The Challenge
Validating Computational Models Across Research Groups
A major barrier to regulatory acceptance of in silico nanoinformatics models is the lack of standardised methods for comparing and validating modelling approaches across independent groups. In experimental science, Round Robin tests are the established method for demonstrating reproducibility.
No equivalent standardised approach existed for computational nanoinformatics.

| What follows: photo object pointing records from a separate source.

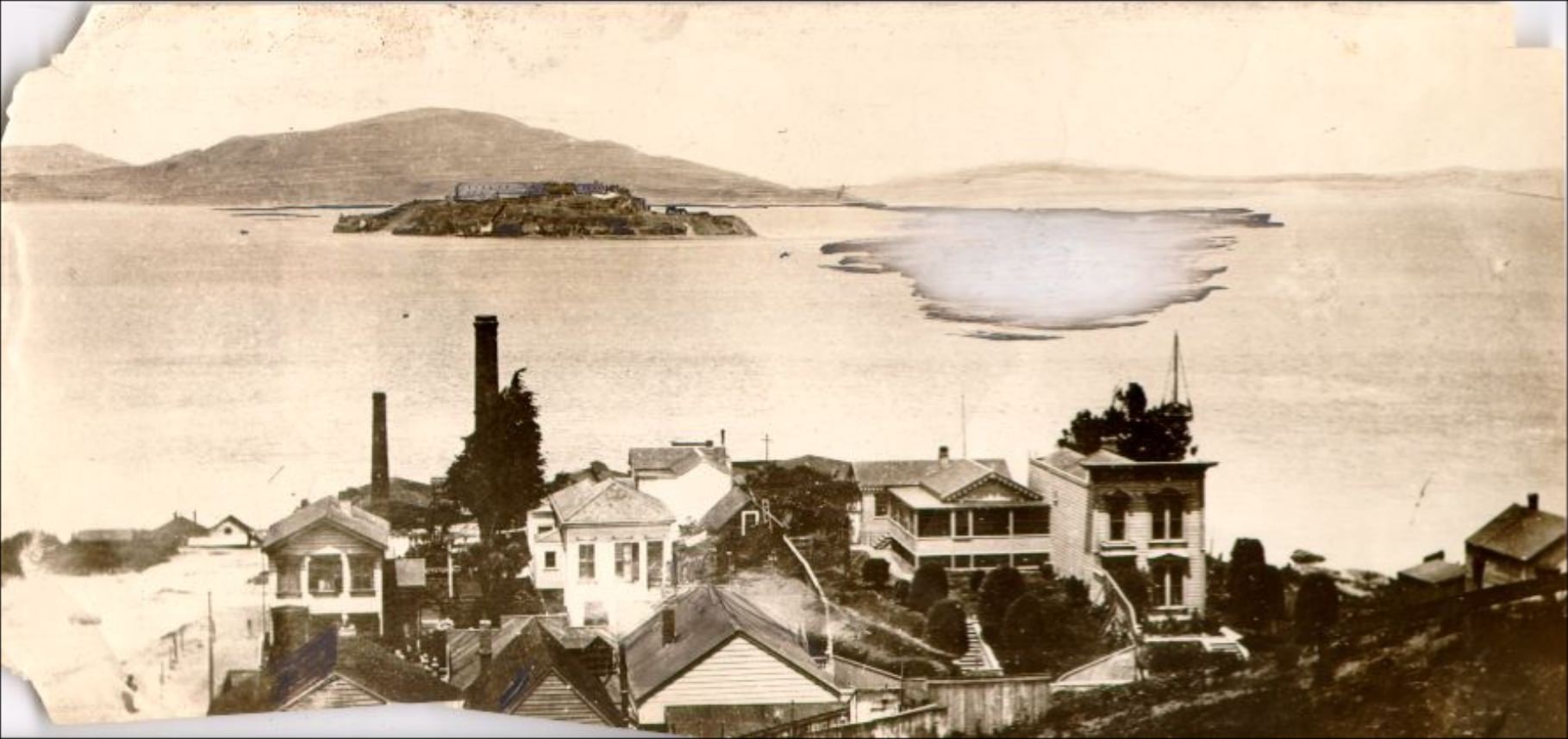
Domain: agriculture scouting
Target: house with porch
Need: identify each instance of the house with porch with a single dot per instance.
(327, 556)
(1118, 513)
(960, 513)
(604, 549)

This study introduces the concept of consensus modelling as a "modelling equivalent" of the experimental Round Robin, where independent teams build models on the same dataset and integrate their results.
Our Approach
A multi-laboratory consensus modelling framework for nanoinformatics validation
Share a common dataset and protocol
A publicly available dataset of metal and metal oxide nanomaterials with measured zeta potential in aqueous medium was distributed to all four participating groups: NovaMechanics (Cyprus), NTUA (Greece), QSAR Lab (Poland), and DTC Lab (India).
Build independent ML models
Each group independently developed ML models using their own methodologies and algorithms, including Random Forest, AdaBoost, k-Nearest Neighbours, and read-across approaches, resulting in five distinct predictive models.
Evaluate individual model performance
Compared all models on common test data to assess their predictive accuracy, biases, and applicability domains, revealing the strengths and limitations of each individual approach.
Generate consensus predictions
Integrated the individual model predictions into a consensus modelling scheme that combines outputs from multiple models, enhancing predictive accuracy and reducing the biases inherent in any single approach.
Demonstrate consensus superiority
Showed that the consensus models consistently outperform individual models, providing more reliable predictions and establishing a new standard for increasing confidence in nanoinformatics model validity.